Menurut riwayat dalam Al-Barzanji, ibunda Nabi Muhammad, Sayyidah Aminah binti Wahhab, didatangi oleh dua wanita istimewa. Kedua wanita itu bukanlah sosok biasa, melainkan figur agung dari umat terdahulu.
Keduanya Allah hadirkan untuk membawa kabar gembira. Yakni tentang kelahiran sang penghulu semesta sekaligus manusia terbaik sepanjang masa.

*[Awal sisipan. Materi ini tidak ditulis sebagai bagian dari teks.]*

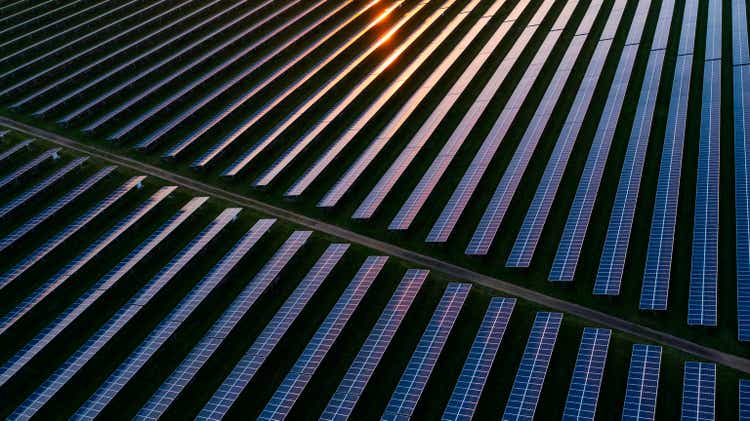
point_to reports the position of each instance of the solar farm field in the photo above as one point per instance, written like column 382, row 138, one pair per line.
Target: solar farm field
column 567, row 170
column 125, row 297
column 479, row 132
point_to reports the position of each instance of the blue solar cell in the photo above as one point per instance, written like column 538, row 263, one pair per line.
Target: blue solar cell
column 612, row 263
column 643, row 383
column 458, row 201
column 312, row 134
column 698, row 391
column 172, row 42
column 24, row 197
column 28, row 166
column 60, row 237
column 118, row 36
column 397, row 168
column 740, row 50
column 744, row 397
column 437, row 168
column 124, row 314
column 713, row 30
column 536, row 216
column 70, row 269
column 166, row 328
column 75, row 42
column 385, row 135
column 527, row 386
column 742, row 196
column 705, row 247
column 237, row 102
column 587, row 375
column 244, row 371
column 204, row 57
column 414, row 378
column 655, row 287
column 741, row 105
column 341, row 405
column 468, row 389
column 85, row 300
column 189, row 367
column 493, row 216
column 569, row 249
column 4, row 155
column 294, row 383
column 287, row 120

Siapakah keduanya itu?
Maryam sang wali perempuan
Figur pertama yang tersebut di dalam maulid adalah Sayyidah Maryam binti Imran, ibu Nabi Isa ‘alaihis salam. Sejarah mengenal Maryam sebagai perempuan suci yang Allah sebut langsung di dalam Al-Qur’an.
Lebih istimewa lagi, namanya bahkan abadi sebagai salah satu nama surat, yakni Surat Maryam. Alquran melukiskannya sebagai wanita wali tuhan yang senantiasa menjaga kesucian diri dan ketaatan kepada Allah.
Secara historis, Maryam hidup sekitar abad pertama sebelum masehi di wilayah Palestina. Keistimewaannya diabadikan dalam QS. Ali Imran ayat 42.
“Dan (ingatlah) ketika malaikat berkata: ‘Wahai Maryam, sesungguhnya Allah telah memilihmu, menyucikanmu, dan melebihkanmu atas segala wanita di dunia’.”
Asiyah dan keteguhan iman
Figur kedua yang juga termaktub dalam berbagai teks maulid yakni Sayyidah Asiyah binti Muzahim. Ia adalah istri Raja Fir’aun, penguasa Mesir yang kejam lagi pembangkang.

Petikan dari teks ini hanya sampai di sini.